Verkehr

Erstmals 1,3 Milliarden Fahrgäste: Busse und Bahnen auf Rekordkurs

Nahverkehr in Berlin und Brandenburg wächst weiter. Aber jeder achte Regionalzug ist verspätet

Immer mehr Menschen in der Hauptstadtregion nutzen Busse und Bahnen. Der Verkehrsverbund Berlin-Brandenburg (VBB) rechnet in diesem Jahr mit einem neuen Fahrgastrekord. Nach einer am Freitag veröffentlichten Prognose könnten die Verkehrsunternehmen in der Region 2013 erstmals 1,3Milliarden Fahrgäste befördern.

Bereits im vergangenen Jahr hatte der Verkehrsverbund einen neuen Höchstwert erreicht. Nach vorläufigen Berechnungen nutzten 1,293 Milliarden Reisende den öffentlichen Nahverkehr. Im Tagesdurchschnitt waren das 3,54 Millionen Fahrgäste, ein Prozent mehr als 2011. Noch stärker stiegen die Einnahmen aus dem Ticketverkauf. Obwohl die Preiserhöhung im August 2012 lediglich durchschnittlich 2,8 Prozent betrug, wuchsen die Einnahmen um etwa vier Prozent auf 1,133 Milliarden Euro.

Verantwortlich für die Entwicklung sind laut VBB-Chef Hans-Werner Franz vor allem die wachsenden Pendlerzahlen zwischen Berlin und Brandenburg sowie der Tourismusboom in der Hauptstadt. Nach VBB-Berechnungen stieg die Zahl der täglichen Berufspendler von Brandenburg nach Berlin um 1,8 Prozent auf etwa 186.000. Noch stärker war mit 3,8 Prozent der Zuwachs in Gegenrichtung. Mehr als 76.000 Berliner fuhren demnach regelmäßig mit Bussen und Bahnen zur Arbeit nach Brandenburg. Während Berlin und das unmittelbare Umland wachsen, erleben die ländlichen Regionen wie Prignitz, Lausitz oder Uckermark das Gegenteil. Weil die Bevölkerung insgesamt, vor allem aber die Zahl der Schulkinder geringer wird, sinken dort auch die Fahrgastzahlen.

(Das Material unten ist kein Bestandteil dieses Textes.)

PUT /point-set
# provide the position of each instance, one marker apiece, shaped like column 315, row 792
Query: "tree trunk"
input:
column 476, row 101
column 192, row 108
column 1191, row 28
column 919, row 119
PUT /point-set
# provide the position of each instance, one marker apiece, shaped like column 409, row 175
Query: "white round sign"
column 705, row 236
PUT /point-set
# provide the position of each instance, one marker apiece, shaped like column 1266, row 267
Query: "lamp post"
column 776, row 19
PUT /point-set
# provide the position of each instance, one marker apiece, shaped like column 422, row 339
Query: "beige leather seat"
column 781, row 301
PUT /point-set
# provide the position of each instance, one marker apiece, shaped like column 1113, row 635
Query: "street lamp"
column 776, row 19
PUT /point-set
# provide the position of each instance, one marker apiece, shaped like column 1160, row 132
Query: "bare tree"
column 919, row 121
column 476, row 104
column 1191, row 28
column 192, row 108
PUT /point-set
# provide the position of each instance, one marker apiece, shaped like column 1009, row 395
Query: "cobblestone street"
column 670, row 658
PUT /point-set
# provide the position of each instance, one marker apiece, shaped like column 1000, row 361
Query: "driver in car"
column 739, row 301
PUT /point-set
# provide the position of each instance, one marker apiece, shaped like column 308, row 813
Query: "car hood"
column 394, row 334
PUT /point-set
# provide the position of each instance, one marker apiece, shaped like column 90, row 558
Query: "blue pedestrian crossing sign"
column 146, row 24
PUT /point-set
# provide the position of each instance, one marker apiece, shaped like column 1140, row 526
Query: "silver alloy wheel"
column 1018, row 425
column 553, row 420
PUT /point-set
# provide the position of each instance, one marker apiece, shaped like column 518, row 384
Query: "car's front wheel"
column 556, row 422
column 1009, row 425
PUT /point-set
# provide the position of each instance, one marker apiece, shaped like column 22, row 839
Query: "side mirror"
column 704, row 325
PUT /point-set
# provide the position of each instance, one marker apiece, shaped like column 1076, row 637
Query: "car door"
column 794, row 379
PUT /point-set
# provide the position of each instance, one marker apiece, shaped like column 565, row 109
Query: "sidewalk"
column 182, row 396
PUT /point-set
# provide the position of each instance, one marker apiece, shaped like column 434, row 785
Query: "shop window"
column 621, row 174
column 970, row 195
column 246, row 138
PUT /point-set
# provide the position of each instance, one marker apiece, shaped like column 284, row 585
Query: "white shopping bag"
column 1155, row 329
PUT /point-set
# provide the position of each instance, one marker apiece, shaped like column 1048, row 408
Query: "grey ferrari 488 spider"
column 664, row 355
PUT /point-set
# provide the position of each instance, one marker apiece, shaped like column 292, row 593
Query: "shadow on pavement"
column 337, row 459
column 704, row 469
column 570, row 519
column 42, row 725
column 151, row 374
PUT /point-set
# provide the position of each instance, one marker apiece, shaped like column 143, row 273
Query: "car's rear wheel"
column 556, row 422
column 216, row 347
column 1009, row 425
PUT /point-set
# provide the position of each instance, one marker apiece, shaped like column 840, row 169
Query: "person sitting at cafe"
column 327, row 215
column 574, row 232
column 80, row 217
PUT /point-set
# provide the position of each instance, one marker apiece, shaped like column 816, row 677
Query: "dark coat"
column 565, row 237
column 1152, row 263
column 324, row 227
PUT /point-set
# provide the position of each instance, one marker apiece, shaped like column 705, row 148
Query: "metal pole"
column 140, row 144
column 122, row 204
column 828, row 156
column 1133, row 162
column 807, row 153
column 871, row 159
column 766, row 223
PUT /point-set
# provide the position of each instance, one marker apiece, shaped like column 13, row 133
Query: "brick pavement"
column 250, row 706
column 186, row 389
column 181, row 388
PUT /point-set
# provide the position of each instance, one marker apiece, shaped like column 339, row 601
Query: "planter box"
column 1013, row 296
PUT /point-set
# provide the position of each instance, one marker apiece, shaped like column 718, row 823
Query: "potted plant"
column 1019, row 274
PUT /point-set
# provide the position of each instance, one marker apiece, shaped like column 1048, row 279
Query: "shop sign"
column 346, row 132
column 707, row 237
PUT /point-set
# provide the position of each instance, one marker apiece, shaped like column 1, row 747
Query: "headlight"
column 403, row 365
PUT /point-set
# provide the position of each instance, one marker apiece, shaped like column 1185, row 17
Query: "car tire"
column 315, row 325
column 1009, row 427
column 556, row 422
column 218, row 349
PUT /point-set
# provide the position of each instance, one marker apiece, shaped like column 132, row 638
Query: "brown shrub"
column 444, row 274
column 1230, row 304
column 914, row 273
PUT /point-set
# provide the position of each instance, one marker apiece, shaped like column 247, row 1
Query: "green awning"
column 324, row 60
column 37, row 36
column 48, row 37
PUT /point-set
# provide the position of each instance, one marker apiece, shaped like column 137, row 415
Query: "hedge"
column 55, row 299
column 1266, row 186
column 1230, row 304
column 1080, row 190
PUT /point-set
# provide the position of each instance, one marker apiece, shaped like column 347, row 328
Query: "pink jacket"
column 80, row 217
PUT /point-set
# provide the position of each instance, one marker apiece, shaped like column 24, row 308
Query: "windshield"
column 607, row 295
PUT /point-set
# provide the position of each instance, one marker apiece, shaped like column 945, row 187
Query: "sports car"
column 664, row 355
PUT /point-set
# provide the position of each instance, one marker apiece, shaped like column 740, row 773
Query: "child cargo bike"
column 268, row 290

In der Hauptstadtregion sorgt die große Nachfrage hingegen schon jetzt für Engpässe. Pendlerzüge sind im Berufsverkehr regelmäßig überfüllt. Der Deutsche Bahnkundenverband forderte angesichts der VBB-Prognosen „Neubestellungen von Verkehrsleistungen dort vorzunehmen, wo sie notwendig sind“. Auch für VBB-Chef Franz ist klar, dass die Entwicklung von Bevölkerungs- und Fahrgastzahlen künftig eine Ausweitung der Nahverkehrskapazitäten nötig machen wird. „Ich bin überzeugt, dass es neue Bestellungen geben wird“, sagte Franz. Er sieht die Politik in der Pflicht, die finanziellen Möglichkeiten dafür zu schaffen. Die Länder müssten sich nach der Bundestagswahl im September beim Bund für mehr Geld einsetzen. Aktuell bezahlen die Fahrgäste mit ihren Ticketkäufen etwa 47 Prozent des Nahverkehrs in Berlin und Brandenburg, der Rest stammt aus Steuermitteln.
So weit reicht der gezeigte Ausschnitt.